一看到这样的柔软的纸,不论是母亲还是父亲,都瞪大了眼睛。
他们在好奇。
但父亲已然想了更多。
“这样的纸,就用来擦手,擦——”
女孩儿点头。
父亲看向同样惊诧的妻子,“蠢妇!做什么那么着急!你知不知道这东西在外面卖多贵!你就抢抢抢!你懂什么!”

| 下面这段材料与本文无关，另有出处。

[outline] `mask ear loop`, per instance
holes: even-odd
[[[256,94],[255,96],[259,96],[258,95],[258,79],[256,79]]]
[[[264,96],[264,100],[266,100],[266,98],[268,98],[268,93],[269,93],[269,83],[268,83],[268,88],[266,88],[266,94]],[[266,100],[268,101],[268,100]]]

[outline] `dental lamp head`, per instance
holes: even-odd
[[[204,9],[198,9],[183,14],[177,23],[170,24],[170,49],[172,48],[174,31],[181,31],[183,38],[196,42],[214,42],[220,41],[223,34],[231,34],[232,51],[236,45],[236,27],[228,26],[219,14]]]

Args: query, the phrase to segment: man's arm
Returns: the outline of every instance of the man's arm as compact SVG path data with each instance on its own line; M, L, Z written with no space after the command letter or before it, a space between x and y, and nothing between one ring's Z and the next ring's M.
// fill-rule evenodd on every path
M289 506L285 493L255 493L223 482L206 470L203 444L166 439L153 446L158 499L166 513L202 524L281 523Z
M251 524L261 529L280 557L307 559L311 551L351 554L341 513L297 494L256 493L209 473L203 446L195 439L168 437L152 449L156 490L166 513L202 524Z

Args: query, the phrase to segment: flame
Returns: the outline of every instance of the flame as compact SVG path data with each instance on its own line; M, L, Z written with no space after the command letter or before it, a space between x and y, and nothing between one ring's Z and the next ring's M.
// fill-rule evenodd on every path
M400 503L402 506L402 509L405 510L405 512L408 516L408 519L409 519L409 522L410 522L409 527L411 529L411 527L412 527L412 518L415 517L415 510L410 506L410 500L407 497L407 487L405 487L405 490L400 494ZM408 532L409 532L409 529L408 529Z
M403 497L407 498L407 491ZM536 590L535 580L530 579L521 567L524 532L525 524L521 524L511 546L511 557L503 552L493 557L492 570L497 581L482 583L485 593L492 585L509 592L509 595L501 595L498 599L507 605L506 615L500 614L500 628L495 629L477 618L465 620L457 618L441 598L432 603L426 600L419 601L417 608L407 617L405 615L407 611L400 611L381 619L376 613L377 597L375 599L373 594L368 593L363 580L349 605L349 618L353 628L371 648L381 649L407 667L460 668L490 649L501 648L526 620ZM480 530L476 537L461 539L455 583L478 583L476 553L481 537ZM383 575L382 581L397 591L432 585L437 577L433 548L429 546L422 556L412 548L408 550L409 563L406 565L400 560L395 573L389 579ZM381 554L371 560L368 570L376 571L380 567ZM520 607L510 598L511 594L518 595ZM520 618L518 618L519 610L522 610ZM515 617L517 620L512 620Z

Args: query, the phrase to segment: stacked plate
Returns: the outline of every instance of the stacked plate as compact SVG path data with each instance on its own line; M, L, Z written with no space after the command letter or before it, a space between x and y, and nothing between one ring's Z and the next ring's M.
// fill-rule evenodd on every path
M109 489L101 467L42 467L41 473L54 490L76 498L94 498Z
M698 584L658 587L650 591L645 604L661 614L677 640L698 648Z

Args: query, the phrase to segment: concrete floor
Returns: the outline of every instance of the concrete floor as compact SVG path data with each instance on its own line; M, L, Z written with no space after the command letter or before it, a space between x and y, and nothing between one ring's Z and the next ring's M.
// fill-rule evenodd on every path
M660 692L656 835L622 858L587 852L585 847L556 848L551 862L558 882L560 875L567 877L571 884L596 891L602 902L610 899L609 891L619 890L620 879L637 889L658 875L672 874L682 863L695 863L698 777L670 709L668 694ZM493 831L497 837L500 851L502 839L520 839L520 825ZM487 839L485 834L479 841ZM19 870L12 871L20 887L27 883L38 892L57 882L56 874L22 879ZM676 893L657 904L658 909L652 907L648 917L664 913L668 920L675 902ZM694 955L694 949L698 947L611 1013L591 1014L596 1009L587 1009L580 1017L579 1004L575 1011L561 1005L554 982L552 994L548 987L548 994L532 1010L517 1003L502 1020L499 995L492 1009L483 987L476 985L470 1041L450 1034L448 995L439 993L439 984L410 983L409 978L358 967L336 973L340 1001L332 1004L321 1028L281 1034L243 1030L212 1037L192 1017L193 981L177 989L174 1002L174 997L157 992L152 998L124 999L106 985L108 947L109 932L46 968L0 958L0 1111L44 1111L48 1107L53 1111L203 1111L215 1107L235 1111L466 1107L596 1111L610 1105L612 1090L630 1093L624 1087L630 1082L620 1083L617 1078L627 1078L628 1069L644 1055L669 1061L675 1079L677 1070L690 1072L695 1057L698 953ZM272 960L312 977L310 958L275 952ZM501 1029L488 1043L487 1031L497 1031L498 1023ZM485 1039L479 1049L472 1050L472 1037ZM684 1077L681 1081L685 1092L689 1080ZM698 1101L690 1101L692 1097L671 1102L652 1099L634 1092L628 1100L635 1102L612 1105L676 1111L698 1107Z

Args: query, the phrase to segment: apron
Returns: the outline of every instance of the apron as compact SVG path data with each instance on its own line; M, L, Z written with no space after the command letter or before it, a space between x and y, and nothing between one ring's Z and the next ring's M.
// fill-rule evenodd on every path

父亲把弟弟手里的东西全都抢了过来,然后一股脑的放进了包装袋。
“这些东西,为父先替你保管。”父亲说完这话,又把鸡蛋提给妻子。
鸡蛋拿给家里人吃,但那些‘没用’的东西,就被他保管到了市场上。
“新城货,我女儿在新城小学考了第一名,得了奖励回来,谁要买啊。都还是新的,就只是拆开看了看!便宜卖了!”
很快,这些东西就销售一空。
女孩儿回到家里,除了自己的作业要做,还要帮家里干活,好像日常又回到了当初。
但是,又有所不同了。
父亲看到她手冷得长冻疮,就会让妻子去洗衣做饭,让女儿保护好她那矜贵的手。
此前,家里人是不想让她上学的。
女孩儿上什么学?
他们家是某家的分支,隔房的叔叔去当了新城的老师,想让自家的孩子也去新城上学。
但那赵管事严苛得很,要让他们家里的女子也带去念书。
他们家重男轻女,哪里来的女孩儿?所以求到他们家。
隔房叔叔说,“你家女孩儿年龄也适中,跟我们哥儿正好一起去上学,做个伴。”
这哪里说作伴不作伴的,平时自家女儿和人家哥儿多玩会儿,对方都怕自己沾上了他们。现在竟然主动要问到他们家,他们哪有不肯的。
不过是一个女孩儿而已。
只为讨好那当老师的亲戚,所以就轻易把女孩儿给了出去。
她母亲对她好一顿教育,让她听老师的话,要对哥哥好。她当时害怕极了,以为自己要被卖到那种地方了。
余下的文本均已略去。